7. Have a class discussion about how the immediate transmission of video images and photography made media both the conveyor and creator of current events, evoking strong emotions and a sense of community among viewers during this period. Inform students about how legions of protestors were inspired and recruited into the civil rights movement through the power of images.

8. Pass out printouts of a civil rights movement timeline from either one of these sources:
Cable News Network
Timelines, Inc.

9. Have a class discussion about key events in the movement and the images or types of images that played a role in the civil rights movement.

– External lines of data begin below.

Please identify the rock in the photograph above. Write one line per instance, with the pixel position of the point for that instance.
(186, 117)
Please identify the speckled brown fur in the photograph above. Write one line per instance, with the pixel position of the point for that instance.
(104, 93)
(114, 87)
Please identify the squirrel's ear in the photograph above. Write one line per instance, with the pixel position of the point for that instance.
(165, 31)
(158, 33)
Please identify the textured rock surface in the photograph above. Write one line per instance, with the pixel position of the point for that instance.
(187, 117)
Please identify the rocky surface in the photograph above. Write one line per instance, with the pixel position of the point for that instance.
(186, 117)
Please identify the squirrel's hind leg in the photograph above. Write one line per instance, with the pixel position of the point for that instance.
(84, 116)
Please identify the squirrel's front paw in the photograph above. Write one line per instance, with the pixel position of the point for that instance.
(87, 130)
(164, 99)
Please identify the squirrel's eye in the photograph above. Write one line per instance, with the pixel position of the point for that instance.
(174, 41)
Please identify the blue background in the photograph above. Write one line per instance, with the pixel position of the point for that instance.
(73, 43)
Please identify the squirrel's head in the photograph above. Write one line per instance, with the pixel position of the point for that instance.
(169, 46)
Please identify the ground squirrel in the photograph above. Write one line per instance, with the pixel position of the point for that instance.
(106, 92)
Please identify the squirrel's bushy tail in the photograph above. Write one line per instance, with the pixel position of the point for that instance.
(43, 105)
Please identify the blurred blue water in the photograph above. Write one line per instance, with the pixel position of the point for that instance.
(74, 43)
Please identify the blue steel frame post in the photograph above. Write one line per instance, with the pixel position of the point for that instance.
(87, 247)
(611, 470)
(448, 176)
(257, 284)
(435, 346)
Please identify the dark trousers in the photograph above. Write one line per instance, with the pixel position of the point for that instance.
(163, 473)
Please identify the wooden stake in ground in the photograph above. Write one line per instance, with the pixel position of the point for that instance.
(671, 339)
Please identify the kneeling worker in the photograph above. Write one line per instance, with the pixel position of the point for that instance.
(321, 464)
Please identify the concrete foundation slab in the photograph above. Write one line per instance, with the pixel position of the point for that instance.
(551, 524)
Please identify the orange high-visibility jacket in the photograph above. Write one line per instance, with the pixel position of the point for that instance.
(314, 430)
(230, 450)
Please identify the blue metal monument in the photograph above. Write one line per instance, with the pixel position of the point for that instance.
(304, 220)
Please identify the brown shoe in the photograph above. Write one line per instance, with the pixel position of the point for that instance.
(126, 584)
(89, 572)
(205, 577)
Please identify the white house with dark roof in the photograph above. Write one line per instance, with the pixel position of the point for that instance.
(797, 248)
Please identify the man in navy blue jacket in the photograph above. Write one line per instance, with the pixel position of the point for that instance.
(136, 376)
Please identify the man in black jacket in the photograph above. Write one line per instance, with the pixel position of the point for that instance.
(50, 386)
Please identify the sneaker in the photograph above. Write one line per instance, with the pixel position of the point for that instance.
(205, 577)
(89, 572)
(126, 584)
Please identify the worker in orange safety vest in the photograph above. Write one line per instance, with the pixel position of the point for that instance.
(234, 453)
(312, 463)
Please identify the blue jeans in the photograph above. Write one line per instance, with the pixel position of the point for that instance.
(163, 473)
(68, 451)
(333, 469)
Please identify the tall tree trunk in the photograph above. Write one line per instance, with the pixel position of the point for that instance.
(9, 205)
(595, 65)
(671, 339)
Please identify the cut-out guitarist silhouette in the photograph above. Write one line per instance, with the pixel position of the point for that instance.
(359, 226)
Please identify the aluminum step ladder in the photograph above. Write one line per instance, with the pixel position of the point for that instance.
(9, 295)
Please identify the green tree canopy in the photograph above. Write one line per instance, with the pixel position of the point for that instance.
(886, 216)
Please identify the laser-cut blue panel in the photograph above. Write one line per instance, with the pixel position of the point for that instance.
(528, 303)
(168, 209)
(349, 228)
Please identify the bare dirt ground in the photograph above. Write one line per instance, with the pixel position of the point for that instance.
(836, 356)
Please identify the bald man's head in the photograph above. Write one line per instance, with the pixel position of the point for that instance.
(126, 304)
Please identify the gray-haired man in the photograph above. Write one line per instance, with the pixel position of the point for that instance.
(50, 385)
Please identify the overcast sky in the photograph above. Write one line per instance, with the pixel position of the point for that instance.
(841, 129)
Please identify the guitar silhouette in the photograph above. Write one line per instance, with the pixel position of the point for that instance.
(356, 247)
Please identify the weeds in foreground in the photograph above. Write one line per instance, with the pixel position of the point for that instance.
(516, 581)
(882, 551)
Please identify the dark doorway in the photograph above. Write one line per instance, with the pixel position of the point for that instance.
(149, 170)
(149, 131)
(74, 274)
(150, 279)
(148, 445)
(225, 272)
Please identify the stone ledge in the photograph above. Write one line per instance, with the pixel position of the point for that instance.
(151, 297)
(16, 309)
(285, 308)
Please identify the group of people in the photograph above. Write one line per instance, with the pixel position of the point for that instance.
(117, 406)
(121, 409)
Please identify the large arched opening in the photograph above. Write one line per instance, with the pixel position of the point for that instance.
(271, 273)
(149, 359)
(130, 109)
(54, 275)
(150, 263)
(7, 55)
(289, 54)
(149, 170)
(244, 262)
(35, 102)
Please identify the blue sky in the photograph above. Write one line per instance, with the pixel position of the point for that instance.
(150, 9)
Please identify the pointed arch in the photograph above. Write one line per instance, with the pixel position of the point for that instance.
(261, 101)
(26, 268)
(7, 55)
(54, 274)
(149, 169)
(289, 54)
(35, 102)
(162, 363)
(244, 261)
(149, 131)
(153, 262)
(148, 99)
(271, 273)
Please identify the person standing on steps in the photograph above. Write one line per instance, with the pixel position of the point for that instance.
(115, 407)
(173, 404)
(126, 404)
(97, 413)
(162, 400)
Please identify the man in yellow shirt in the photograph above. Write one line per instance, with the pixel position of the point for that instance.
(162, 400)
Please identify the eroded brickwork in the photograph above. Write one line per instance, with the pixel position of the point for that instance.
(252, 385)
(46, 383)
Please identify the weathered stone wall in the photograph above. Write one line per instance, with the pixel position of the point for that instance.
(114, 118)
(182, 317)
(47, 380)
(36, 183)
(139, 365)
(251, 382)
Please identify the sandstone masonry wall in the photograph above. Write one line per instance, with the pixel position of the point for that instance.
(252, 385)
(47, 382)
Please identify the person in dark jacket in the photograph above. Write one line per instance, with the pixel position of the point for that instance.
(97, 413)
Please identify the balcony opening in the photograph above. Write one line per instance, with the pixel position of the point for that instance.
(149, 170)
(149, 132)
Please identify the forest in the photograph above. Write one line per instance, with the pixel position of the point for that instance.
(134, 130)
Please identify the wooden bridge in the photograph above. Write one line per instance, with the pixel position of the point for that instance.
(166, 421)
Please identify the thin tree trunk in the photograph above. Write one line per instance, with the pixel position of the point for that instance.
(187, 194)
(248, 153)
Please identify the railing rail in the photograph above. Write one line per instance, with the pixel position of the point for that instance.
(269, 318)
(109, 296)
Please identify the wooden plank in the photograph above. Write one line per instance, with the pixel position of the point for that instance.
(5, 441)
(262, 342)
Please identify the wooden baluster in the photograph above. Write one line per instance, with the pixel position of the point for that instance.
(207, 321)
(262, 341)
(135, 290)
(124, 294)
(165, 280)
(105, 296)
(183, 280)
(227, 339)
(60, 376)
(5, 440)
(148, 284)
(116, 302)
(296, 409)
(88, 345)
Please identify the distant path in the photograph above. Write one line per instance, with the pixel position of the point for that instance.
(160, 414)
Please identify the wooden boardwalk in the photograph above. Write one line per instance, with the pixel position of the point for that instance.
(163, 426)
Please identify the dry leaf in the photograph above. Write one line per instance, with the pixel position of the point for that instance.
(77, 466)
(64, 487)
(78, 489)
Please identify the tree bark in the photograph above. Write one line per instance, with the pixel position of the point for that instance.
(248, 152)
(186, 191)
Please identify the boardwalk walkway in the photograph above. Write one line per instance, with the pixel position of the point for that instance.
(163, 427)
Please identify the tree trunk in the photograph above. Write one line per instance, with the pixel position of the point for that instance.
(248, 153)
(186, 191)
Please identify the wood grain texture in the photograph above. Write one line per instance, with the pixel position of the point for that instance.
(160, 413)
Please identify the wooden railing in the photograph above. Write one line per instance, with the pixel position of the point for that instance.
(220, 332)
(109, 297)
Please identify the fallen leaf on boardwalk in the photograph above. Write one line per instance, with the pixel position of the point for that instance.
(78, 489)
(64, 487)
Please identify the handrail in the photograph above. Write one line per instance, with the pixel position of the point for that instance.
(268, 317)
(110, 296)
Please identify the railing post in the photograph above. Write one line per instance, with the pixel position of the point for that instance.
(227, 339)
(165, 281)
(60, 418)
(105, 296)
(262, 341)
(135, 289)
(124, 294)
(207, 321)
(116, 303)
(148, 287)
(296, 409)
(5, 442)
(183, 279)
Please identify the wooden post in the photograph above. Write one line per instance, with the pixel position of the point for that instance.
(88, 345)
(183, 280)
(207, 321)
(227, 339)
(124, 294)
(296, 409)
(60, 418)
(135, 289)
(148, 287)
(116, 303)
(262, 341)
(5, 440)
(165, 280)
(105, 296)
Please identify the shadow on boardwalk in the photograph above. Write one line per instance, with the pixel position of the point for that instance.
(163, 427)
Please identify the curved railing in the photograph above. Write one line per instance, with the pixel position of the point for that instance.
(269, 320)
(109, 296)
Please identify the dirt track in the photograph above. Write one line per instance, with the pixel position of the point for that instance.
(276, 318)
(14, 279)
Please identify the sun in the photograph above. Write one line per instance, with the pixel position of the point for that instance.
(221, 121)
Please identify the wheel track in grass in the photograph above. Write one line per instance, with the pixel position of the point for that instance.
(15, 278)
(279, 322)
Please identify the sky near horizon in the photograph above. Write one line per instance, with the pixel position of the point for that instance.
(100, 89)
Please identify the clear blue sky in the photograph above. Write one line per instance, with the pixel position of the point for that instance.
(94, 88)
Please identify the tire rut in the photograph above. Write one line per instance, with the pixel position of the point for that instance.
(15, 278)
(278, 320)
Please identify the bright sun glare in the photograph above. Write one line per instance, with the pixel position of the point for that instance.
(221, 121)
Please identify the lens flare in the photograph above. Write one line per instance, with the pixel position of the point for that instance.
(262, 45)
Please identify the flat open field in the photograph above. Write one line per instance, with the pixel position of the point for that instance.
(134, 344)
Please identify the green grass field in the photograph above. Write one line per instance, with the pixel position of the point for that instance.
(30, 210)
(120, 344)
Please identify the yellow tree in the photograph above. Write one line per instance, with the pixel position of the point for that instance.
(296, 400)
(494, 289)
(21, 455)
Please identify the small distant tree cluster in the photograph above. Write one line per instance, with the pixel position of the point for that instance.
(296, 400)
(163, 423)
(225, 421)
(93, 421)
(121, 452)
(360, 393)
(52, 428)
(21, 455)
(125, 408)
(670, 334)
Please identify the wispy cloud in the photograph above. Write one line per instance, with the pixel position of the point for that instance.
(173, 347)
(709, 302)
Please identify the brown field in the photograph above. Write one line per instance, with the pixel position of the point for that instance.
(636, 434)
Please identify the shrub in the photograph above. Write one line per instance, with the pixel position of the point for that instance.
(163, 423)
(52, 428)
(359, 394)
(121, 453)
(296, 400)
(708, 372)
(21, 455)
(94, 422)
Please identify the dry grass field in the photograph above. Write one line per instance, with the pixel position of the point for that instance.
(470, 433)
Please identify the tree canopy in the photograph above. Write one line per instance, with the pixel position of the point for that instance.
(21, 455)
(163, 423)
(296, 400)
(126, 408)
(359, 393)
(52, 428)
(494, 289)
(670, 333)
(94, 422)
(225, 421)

10. Return to the photograph Birmingham, Alabama. Have a class discussion on what students think is the focus of the work. Discuss the emotions that the image evokes, both for the people in the photograph and for today's viewer. Discuss how this may have been the same and/or different for viewers in the 1960s when this photograph was taken.

11. Have students return to their writing and compose answers to the following questions:
• How do the poem and the artwork work together to reflect the emotions and conflicts of the civil rights movement?
• Can change be peaceful?

12. Finally, instruct students to use a disposable or cell phone camera to take photographs in their community of a social, economic, or political problem that they would like to address.

13. Ask each student to pick his or her most effective photograph and write a caption or poem that addresses the problem depicted.

14. Have a class presentation of students' photographs and texts.

Birmingham, Alabama / Adelman
Birmingham, Alabama, Bob Adelman, May, 1963, © Bob Adelman/Magnum Photos

Assessment

Students will be assessed on:
• discussion of depictions of the civil rights movement.
• analyses of the effectiveness of juxtaposing image and text.
• taking a photograph that addresses a social, economic, or political problem in their community.
• text written to accompany the photograph.

Extensions

Ask students to choose a contemporary poem that addresses a social issue, and then create a drawing that has the same or similar message.

Standards Addressed

Visual Arts Content Standards for California Public Schools

Grades 9–12 (Proficient)
2.0 Creative Expression
2.6 Create a two or three-dimensional work of art that addresses a social issue.

4.0 Aesthetic Valuing
4.1 Articulate how personal beliefs, cultural traditions, and current social, economic, and political contexts influence the interpretation of the meaning or message in a work of art.
4.2 Compare the ways in which the meaning of a specific work of art has been affected over time because of changes in interpretation and context.

Grades 9–12 (Advanced)
4.0 Aesthetic Valuing
4.3 Analyze and articulate how society influences the interpretation and message of a work of art.

English–Language Arts Content Standards for California Public Schools

Grades 11–12
1.0 Listening and Speaking Strategies
1.1 Recognize strategies used by the media to inform, persuade, entertain, and transmit culture (e.g., advertisements; perpetuation of stereotypes; use of visual representations, special effects, language).
1.3 Interpret and evaluate the various ways in which events are presented and information is communicated by visual image makers (e.g., graphic artists, documentary filmmakers, illustrators, news photographers).

History–Social Science Content Standards for California Public Schools

Grade 11
11.10 Students analyze the development of federal civil rights and voting rights.
5. Discuss the diffusion of the civil rights movement of African Americans from the churches of the rural South and the urban North, including the resistance to racial desegregation in Little Rock and Birmingham, and how the advances influenced the agendas, strategies, and effectiveness of the quests of American Indians, Asian Americans, and Hispanic Americans for civil rights and equal opportunities.

Grade 12
12.8 Students evaluate and take and defend positions on the influence of the media on American political life.
3. Explain how public officials use the media to communicate with the citizenry and to shape public opinion.